While state-of-the-art facial expression recognition (FER) classifiers achieve a high level of accuracy, they lack interpretability, an important aspect for end-users. To recognize basic facial expressions, experts resort to a codebook associating a set of spatial action units to a facial expression. In this paper, we follow the same expert footsteps, and propose a learning strategy that allows us to explicitly incorporate spatial action units (aus) cues into the classifier's training to build a deep interpretable model. In particular, using this aus codebook, input image expression label, and facial landmarks, a single action units heatmap is built to indicate the most discriminative regions of interest in the image w.r.t the facial expression. We leverage this valuable spatial cue to train a deep interpretable classifier for FER. This is achieved by constraining the spatial layer features of a classifier to be correlated with \aus map. Using a composite loss, the classifier is trained to correctly classify an image while yielding interpretable visual layer-wise attention correlated with aus maps, simulating the experts' decision process. This is achieved using only the image class expression as supervision and without any extra manual annotations. Moreover, our method is generic. It can be applied to any CNN- or transformer-based deep classifier without the need for architectural change or adding significant training time. Our extensive evaluation on two public benchmarks RAFDB, and AFFECTNET datasets shows that our proposed strategy can improve layer-wise interpretability without degrading classification performance. In addition, we explore a common type of interpretable classifiers that rely on Class-Activation Mapping methods (CAMs), and we show that our training technique improves the CAM interpretability.
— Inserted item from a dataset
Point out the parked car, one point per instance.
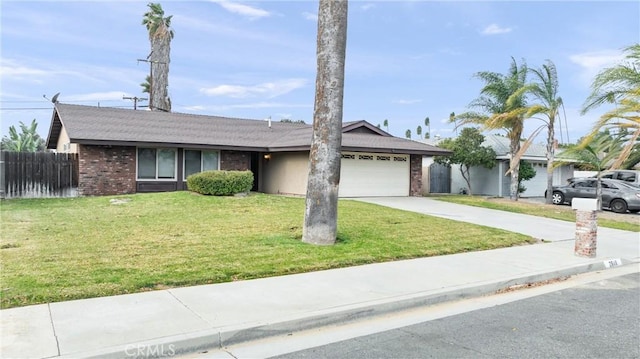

翻译：尽管最先进的面部表情识别分类器达到了高准确率，但缺乏可解释性——这对终端用户而言是一个重要方面。为识别基本面部表情，专家们依赖一个将一组空间动作单元与面部表情关联的编码手册。本文遵循专家的相同方法，提出一种学习策略，通过明确地将空间动作单元线索融入分类器训练，构建深度可解释模型。具体而言，利用该动作单元编码手册、输入图像的表情标签及面部关键点，我们构建单一动作单元热力图，以指示图像中与面部表情相关的最具判别力的感兴趣区域。我们利用这一有价值的空间线索来训练深度可解释的面部表情识别分类器。这通过约束分类器的空间层特征与动作单元图的相关性实现。采用复合损失函数，分类器在正确分类图像的同时，能生成与动作单元图相关的可解释的逐层可视化注意力，模拟专家的决策过程。该方法仅使用图像类标签作为监督，无需额外手动标注。此外，我们的方法具有通用性，可应用于任何基于CNN或Transformer的深度分类器，无需改变架构或显著增加训练时间。在RAFDB和AFFECTNET两个公开基准数据集上的广泛评估表明，所提出的策略能在不降低分类性能的前提下提升逐层可解释性。同时，我们探究了依赖类激活映射方法的常见可解释分类器，并证明我们的训练技术能增强类激活映射的可解释性。